# boolean algebra

#### ann

Joined Feb 15, 2008
14
Can this boolean algebra be reduced further? f=/cd+/ab+/a/c+a/bcd

#### Dave

Joined Nov 17, 2003
6,960
Yes.

Double NOT the function (this doesn't change the function), so: f=//(/cd+/ab+/a/c+a/bcd).

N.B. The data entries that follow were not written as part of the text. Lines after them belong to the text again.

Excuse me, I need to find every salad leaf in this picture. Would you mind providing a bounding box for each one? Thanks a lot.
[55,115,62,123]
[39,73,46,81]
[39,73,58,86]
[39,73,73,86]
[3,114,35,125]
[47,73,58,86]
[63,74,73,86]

Have a go and post up your efforts, I'll give you some feedback.

Dave

#### ann

Joined Feb 15, 2008
14
I did the boolean algebra again this time using k maps and realized I had made a mistake in reducing my equation. The reduced one now is /CD+/AB+/A/C+A/BD and I don't think this can be reduced further. Can it?

#### Dave

Joined Nov 17, 2003
6,960
I did the boolean algebra again this time using k maps and realized I had made a mistake in reducing my equation. The reduced one now is /CD+/AB+/A/C+A/BD and I don't think this can be reduced further. Can it?
Sorry I missed this one. Feel free to PM to remind me in future.

Without your working out I cannot give you any feedback on your answer, but I simplified it to:

f = (ABCD)'

(Note I use ' to denote NOT/INVERTED)

I used the two techniques I told you about above. How?

f = (CD)' + (AB)' + (A'B') + (AB'CD)

Double NOT (this doesn't change the function):

f = ((CD)' + (AB)' + A'B' + AB'CD)''

Take out a common factor in the last two terms:

f = ((CD)' + (AB)' + B'( A' + ACD))''

Apply DeMorgan's theorem:

f = ((CD)''(AB)''(B'(A' + ACD))')'

(CD)'' = CD; (AB)'' = AB; so:

f = (CDAB(B'(A' + ACD))')'

Apply DeMorgan's theorem on (B'(A' + ACD))':

f = (CDAB(B'' + (A' + ACD)'))'

B'' = B

Apply DeMorgan's theorem on (A' + ACD)':

f = (CDAB(B + (A''(ACD)')))'

A'' = A

Apply DeMorgan's theorem on (ACD)':

f = (CDAB(B + (A(A' + C' + D'))))'

Multiply out (A(A' + C' + D'):

f = (CDAB(B + (AA' + AC' + AD')))'

AA' = 0

f = (CDAB(B + AC' + AD'))'

Multiply everything out:

f = (CDABB + CDABAC' + CDABAD')'

BB = B; CC' = 0; DD' = 0; therefore

f = (CDAB)' = (ABCD)'

Not easy eh?!

Dave